Salah satu kegiatan ilegal temuan Ombudsman itu adalah pemagaran laut sejauh 1 km dari bibir pantai di wilayah Kecamatan Kronjo, Kabupaten Tangerang, serta pengurukan sungai di wilayah PSN PIK 2.
Perihal pagar laut dari bambu ini sendiri menjadi viral di media sosial belakangan ini. Namun demikian, belum diketahu apakah pagar laut yang viral itu sama dengan pagar bambu temuan ombudsman.
Terlepas ada hubungannya atau tidak, pemagaran itu yang ditemukan Ombudsman itu disebut membatasi akses ke laut yang merupakan ruang publik. Pagar bambu berlapis-lapis yang menjulang itu membatasi pergerakan kapal nelayan.
Pengurukan tambak dan aliran sungai juga memperparah situasi.

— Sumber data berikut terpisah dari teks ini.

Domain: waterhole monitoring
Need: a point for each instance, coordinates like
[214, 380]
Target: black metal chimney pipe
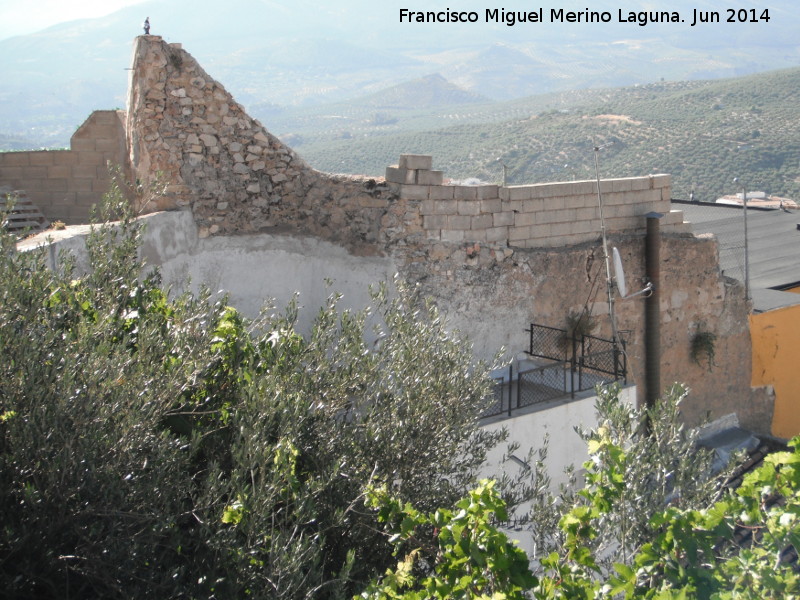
[652, 311]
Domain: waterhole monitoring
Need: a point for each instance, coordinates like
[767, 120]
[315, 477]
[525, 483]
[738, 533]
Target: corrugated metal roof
[773, 240]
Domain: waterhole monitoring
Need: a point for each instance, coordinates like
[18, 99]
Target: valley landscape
[351, 87]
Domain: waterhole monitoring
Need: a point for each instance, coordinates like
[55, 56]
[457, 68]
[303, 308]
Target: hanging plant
[577, 325]
[703, 348]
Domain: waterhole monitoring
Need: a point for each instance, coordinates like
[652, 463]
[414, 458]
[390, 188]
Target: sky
[20, 17]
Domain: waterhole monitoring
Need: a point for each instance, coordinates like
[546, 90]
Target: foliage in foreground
[739, 547]
[165, 446]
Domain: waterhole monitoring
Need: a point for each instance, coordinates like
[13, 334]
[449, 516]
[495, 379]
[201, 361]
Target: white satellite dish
[619, 274]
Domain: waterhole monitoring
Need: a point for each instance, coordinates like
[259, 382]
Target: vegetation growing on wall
[162, 445]
[702, 133]
[743, 545]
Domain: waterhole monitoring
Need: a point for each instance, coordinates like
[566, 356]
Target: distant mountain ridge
[276, 55]
[704, 133]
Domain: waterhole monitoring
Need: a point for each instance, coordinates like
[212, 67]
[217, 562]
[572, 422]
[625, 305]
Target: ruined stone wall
[530, 216]
[494, 258]
[65, 184]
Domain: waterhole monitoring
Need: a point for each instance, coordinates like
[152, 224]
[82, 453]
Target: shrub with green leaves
[156, 443]
[743, 545]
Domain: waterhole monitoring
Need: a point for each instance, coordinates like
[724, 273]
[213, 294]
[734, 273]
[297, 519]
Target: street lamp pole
[746, 247]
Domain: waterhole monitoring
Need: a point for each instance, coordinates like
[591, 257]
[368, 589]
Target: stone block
[660, 181]
[586, 214]
[414, 192]
[80, 185]
[34, 173]
[430, 177]
[494, 205]
[516, 234]
[91, 158]
[370, 202]
[449, 235]
[465, 192]
[621, 185]
[65, 158]
[397, 175]
[540, 204]
[475, 235]
[441, 192]
[469, 207]
[84, 171]
[487, 192]
[434, 222]
[416, 161]
[481, 222]
[41, 158]
[459, 222]
[55, 172]
[445, 207]
[640, 183]
[503, 219]
[15, 159]
[497, 234]
[520, 192]
[10, 173]
[82, 144]
[100, 186]
[524, 219]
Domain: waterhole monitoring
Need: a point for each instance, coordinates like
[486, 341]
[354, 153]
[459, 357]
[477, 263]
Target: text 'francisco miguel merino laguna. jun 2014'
[560, 15]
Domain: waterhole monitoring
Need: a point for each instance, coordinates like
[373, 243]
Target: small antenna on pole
[606, 258]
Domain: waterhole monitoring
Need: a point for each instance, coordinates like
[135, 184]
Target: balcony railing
[568, 366]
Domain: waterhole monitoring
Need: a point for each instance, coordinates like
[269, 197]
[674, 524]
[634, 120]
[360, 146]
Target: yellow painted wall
[776, 348]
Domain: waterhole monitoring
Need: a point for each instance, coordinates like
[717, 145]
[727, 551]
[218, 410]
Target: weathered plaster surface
[261, 223]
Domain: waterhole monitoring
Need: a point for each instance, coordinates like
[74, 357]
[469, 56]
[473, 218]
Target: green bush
[161, 444]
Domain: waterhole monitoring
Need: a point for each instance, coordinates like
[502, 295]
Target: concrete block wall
[530, 216]
[65, 184]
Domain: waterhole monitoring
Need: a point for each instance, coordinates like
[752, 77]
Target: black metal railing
[575, 364]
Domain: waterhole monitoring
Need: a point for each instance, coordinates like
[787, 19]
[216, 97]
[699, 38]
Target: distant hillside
[277, 57]
[704, 133]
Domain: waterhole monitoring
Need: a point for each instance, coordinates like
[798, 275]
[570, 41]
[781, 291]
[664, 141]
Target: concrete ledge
[416, 161]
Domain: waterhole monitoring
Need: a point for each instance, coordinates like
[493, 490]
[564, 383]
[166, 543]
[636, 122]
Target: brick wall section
[531, 216]
[65, 184]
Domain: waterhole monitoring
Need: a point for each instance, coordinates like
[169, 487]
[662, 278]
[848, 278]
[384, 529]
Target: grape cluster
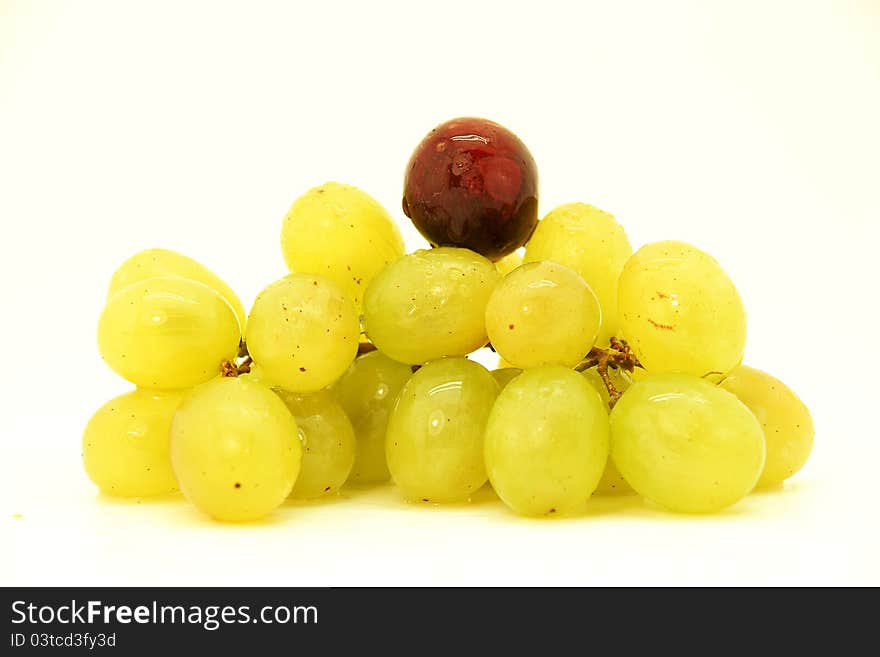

Belum lagi efek keamanan dan keselamatan para nelayan, serta dampak kerusakan ekosistem laut.
Ombudsman mengumumkan temuan itu pada Kamis, 19 Desember 2024, bersamaan dengan ketika Majelis Ulama Indonesia (MUI) melontarkan desakan agar pemerintah menghentikan proyek PIK 2.
Ombudsman menduga ada pengabaian kewajiban hukum oleh Balai Besar Wilayah Sungai Cidanau Cujung Cidurian (BBWSC3) dan Pemerintah Kabupaten Tangerang terkait pengurukan aliran anak sungai.
“Berdasarkan diskusi dengan beberapa nelayan yang kami temui di sana, mereka (warga sekitar proyek) mengalami kerugian Rp8 milliar lebih dalam satu tahun. Dengan asumsi satu hektare tambak mereka dapat menghasilkan Rp 20juta sampai Rp30 juta dalam satu kali panen,” kata Kepala Perwakilan Ombudsman Banten, Fadli Afriadi, Kamis, 19 Desember 2024.
Fadli menambahkan, jika dalam investigasi yang merupakan prakarsa Ombudsman ini ditemukan ada pelanggaran hukum atau maladministrasi yang jelas merugikan masyarakat, pihaknya akan rekomendasi kepada pihak yang bertanggungjawab akan PSN PIK 2 ini.